Final Problem 1

Problem 1

Probability Density 1:

X~Gamma. Using R, generate a random variable X that has 10,000 random Gamma pdf values. A Gamma pdf is completely describe by n (a size parameter) and lambda (l , a shape parameter). Choose any n greater 3 and an expected value (l) between 2 and 10 (you choose).

# Set the size parameter (n) and shape parameter (lambda)
n <- 5
lambda <- 6

# Generate the random variable
X <- rgamma(10000, shape = n, rate = lambda)

# Display the first few values
head(X)

## [1] 0.5649308 1.2298262 0.2715935 0.7964066 1.4789274 0.9218103

Probability Density 2:

Y~Sum of Exponentials. Then generate 10,000 observations from the sum of n exponential pdfs with rate/shape parameter (l). The n and l must be the same as in the previous case. (e.g., mysum=rexp(10000,l)+rexp(10000,l)+..)

Y_sum <- rexp(10000, rate=lambda)
for(i in 1:(n-1)){
  Y_sum <- Y_sum + rexp(10000, rate=lambda)
}

head(Y_sum)

## [1] 0.7525961 1.5479806 0.5014050 0.6219232 0.8973353 0.3369982

Probability Density 3:

Z~ Exponential.
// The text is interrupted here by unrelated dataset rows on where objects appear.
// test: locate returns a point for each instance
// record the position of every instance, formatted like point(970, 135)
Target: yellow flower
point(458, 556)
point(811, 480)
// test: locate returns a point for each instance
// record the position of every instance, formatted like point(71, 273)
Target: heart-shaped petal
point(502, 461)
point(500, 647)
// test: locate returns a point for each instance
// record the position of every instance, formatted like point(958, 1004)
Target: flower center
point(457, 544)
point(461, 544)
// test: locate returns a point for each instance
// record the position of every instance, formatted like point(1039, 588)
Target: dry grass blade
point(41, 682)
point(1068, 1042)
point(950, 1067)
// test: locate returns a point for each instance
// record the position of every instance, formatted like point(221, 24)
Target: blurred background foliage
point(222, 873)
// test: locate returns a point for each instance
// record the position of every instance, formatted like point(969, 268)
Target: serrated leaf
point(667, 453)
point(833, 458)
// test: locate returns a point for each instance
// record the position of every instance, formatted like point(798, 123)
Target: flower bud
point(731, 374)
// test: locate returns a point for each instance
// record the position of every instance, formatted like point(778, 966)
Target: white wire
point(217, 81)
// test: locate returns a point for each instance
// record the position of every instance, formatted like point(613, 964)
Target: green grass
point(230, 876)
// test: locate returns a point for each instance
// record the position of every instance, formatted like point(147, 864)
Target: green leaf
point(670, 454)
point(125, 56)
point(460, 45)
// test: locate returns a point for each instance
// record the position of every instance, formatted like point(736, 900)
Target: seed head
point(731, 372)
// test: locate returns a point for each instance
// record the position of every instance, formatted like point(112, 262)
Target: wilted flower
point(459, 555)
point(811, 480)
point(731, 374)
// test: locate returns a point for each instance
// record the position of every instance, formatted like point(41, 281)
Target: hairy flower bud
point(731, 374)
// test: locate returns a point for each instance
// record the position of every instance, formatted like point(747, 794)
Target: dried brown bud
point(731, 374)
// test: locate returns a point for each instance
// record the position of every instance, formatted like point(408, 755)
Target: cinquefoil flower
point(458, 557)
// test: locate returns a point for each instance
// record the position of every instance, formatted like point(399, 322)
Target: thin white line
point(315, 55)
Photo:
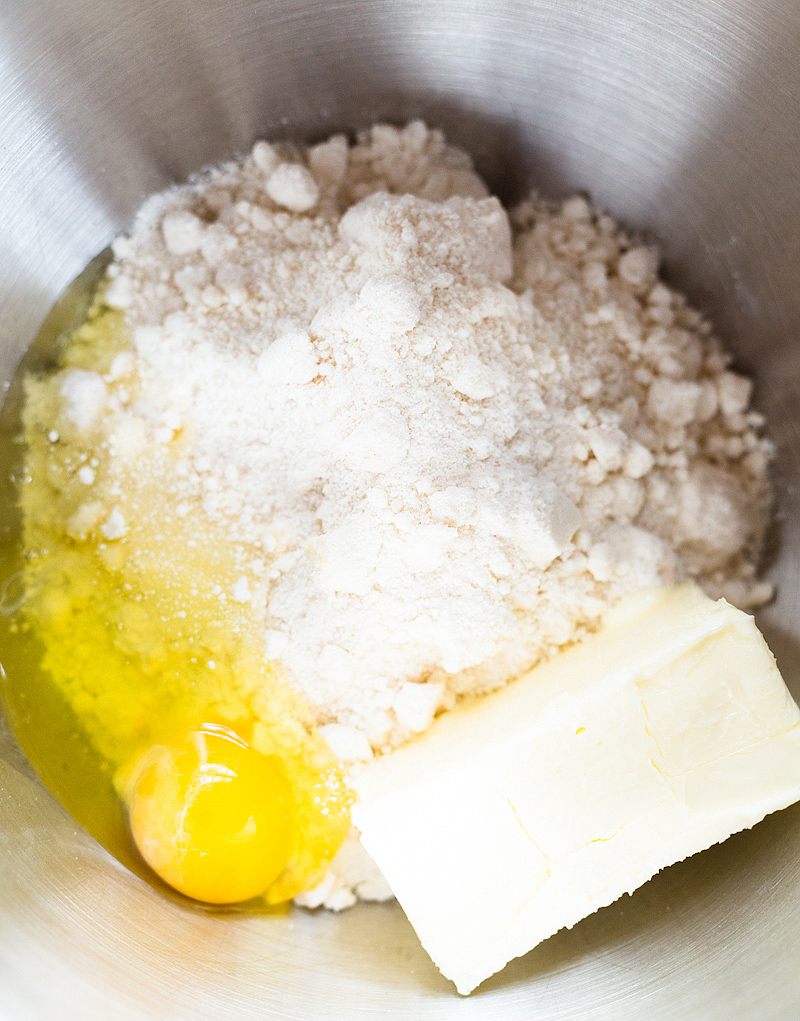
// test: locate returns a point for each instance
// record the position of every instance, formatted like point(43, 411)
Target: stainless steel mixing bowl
point(679, 115)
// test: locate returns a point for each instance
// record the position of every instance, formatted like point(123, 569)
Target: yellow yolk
point(211, 816)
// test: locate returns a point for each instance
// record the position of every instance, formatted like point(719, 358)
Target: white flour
point(443, 441)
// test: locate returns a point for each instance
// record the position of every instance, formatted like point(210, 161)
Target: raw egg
point(211, 816)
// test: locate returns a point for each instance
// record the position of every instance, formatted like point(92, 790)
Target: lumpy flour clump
point(441, 439)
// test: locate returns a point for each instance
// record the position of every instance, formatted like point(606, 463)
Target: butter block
point(518, 814)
Then generate 10,000 observations from a single exponential pdf with rate/shape parameter (l).

# Generate 10,000 observations from a single exponential pdf
Z <- rexp(10000, rate = lambda)

# Display the first few values
head(Z)

## [1] 0.03877801 0.21359056 0.05457032 0.04820432 0.24274215 0.57111148

1a.

Calculate the empirical expected value (means) and variances of all three pdfs.

pdfs <- cbind(X, Y_sum, Z)
mean <- apply(pdfs, 2, mean)
variance <- apply(pdfs, 2, var)

cbind(mean, variance)

##            mean   variance
## X     0.8271590 0.13550853
## Y_sum 0.8306691 0.13619071
## Z     0.1664165 0.02896334

1b.

Using calculus, calculate the expected value and variance of the Gamma pdf (X). Using the moment generating function for exponentials, calculate the expected value of the single exponential (Z) and the sum of exponentials (Y)

The probability density function of the Gamma distribution with size parameter n and shape parameter \(\lambda\) is:

\[ f(x) = \frac {\lambda^n}{\Gamma(n)}x^{n-1}e^{\lambda x} \]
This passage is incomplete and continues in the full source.